Bipolar disorder affects at least 2% of American adults every year, causing huge fluctuations in mood. While the timing of these mood shifts depends on the person, the key components are mania and depression. The manic phase can feel exciting and empowering at first, though it is also often accompanied by risky behaviors. In contrast, the depressive phase is commonly characterized by low energy levels, plummeting self-esteem, and a lack of interest in previously loved activities. Medication is of great help to many, but social support is incredibly important as well. If you know someone with this distressing mental health issue, here are eight ways you can help.
1. Understand the type of bipolar disorder they have
There are two broad categories of bipolar disorder—bipolar I and bipolar II. If you’re close to someone with bipolar I, they likely have manic episodes and may have occasional depressive episodes (though not all do). They may also have mixed episodes during which they may feel depressed when doing something that’s normally enjoyable, or feel manic when they’re doing something that’s normally unstimulating.
Meanwhile, those with bipolar II sometimes go undiagnosed for longer, because the mania they experience is briefer and less intense—they may just seem to be going through a particularly optimistic, lively, and fun phase. However, they also tend to have lengthy and significant depressive episodes, so are often misdiagnosed as having depression alone. Both mania and depression can also come with psychotic symptoms, such as paranoia or delusions.
Knowing the type of bipolar disorder diagnosis your loved one has received can help you find the right reading materials required to learn more, and can assist you in seeing any signs that their medication isn’t working properly.
2. Work out plans for the future
If the person you’re supporting is a family member or partner, you don’t want to end up in the chaotic situation of not knowing what to do if the symptoms of bipolar disorder re-emerge or worsen. Consequently, it’s smart to sit down with your loved one when they’re feeling relatively stable and agree on a clear, explicit plan that outlines what to do if an intense manic or depressive phase develops (as well as who to contact in different types of emergencies—the individual’s psychiatrist may be especially relevant here). It may also be useful to have this plan written down by your loved one, so it can be shown and used to facilitate rational persuasion if symptoms start spiraling out of control.

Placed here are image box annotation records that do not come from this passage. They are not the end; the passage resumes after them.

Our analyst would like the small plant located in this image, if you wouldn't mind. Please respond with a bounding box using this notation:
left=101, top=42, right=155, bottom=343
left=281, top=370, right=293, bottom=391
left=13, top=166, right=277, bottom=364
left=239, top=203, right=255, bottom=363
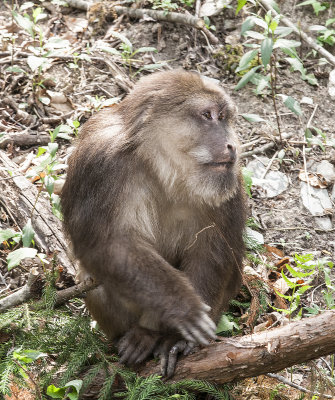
left=272, top=254, right=315, bottom=318
left=101, top=32, right=158, bottom=72
left=297, top=0, right=330, bottom=16
left=26, top=125, right=70, bottom=219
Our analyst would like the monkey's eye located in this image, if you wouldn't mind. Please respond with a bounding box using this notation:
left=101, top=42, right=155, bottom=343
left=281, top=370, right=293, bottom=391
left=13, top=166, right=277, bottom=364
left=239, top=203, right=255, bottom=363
left=202, top=111, right=213, bottom=119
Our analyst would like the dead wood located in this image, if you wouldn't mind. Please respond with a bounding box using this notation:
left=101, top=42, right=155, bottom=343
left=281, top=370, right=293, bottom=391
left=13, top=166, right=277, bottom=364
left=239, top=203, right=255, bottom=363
left=0, top=151, right=75, bottom=275
left=0, top=133, right=50, bottom=149
left=67, top=0, right=219, bottom=44
left=138, top=311, right=335, bottom=384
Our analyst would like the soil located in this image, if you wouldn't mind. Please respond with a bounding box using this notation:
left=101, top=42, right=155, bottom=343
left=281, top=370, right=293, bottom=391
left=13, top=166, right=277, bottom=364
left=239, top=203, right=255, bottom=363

3. Offer encouragement when it comes to treatment
Some people have few if any side effects when taking their prescribed medication, but others may struggle to stick to their daily doses because they don’t like how the drugs make them feel. Be there as a voice of encouragement, gently reminding them of the fact that the pros outweigh the cons. In addition, those whose manic phases have involved excessive recreational drug or alcohol intake may need someone championing their attempts to stay away from substance abuse.
4. Don’t blame everything on the disorder…
Your loved one is more than their mental health condition—don’t assume that every difficult emotion or challenging opinion is a product of a bipolar disorder. When you come into conflict, think twice about asking if they’re taking their medication or asserting that the anger or upset experienced is all down to an increase in their symptoms.
5. …but do be alert
Although you should always look past the disorder and see the person, being close to someone who is bipolar does put you in a unique position to notice changes that may matter a great deal. For example, if you notice a pattern of two or three days where your loved one seems increasingly agitated or flat, think about tactfully querying this in a non-judgmental way.
6. Avoid blame
Your loved one needs to know you don’t think it’s their fault that they have bipolar disorder. They may say things you find offensive when their symptoms get worse, and it’s important you accept later attempts to make amends and acknowledge that you understand they are embarrassed or apologetic. During a manic phase, in particular, hurt are most likely symptoms of the illness, not instances of deliberate cruelty.
7. Ask what you can do
When things get difficult for the person with bipolar disorder, note that you’re there to help and simply ask what you can do. Don’t underestimate the power of small gestures that relieve burdens, such as helping with tasks around the house, assisting with childcare, or being there to provide comfort before an important appointment. Stress is a major exacerbating factor for bipolar disorder, so doing relaxing things together can also be very useful (e.g. going for a massage, taking a walk, or seeing a light-hearted movie).
8. Know your own limits
Finally, don’t take sole responsibility for another person’s care—it’s vital that you remain part of a wider support system. Be aware that you have your own needs and limits, and that witnessing manic or depressive episodes will take a toll on you. Personal therapy can be helpful, as can couple’s therapy if you’re living with a partner who has bipolar disorder.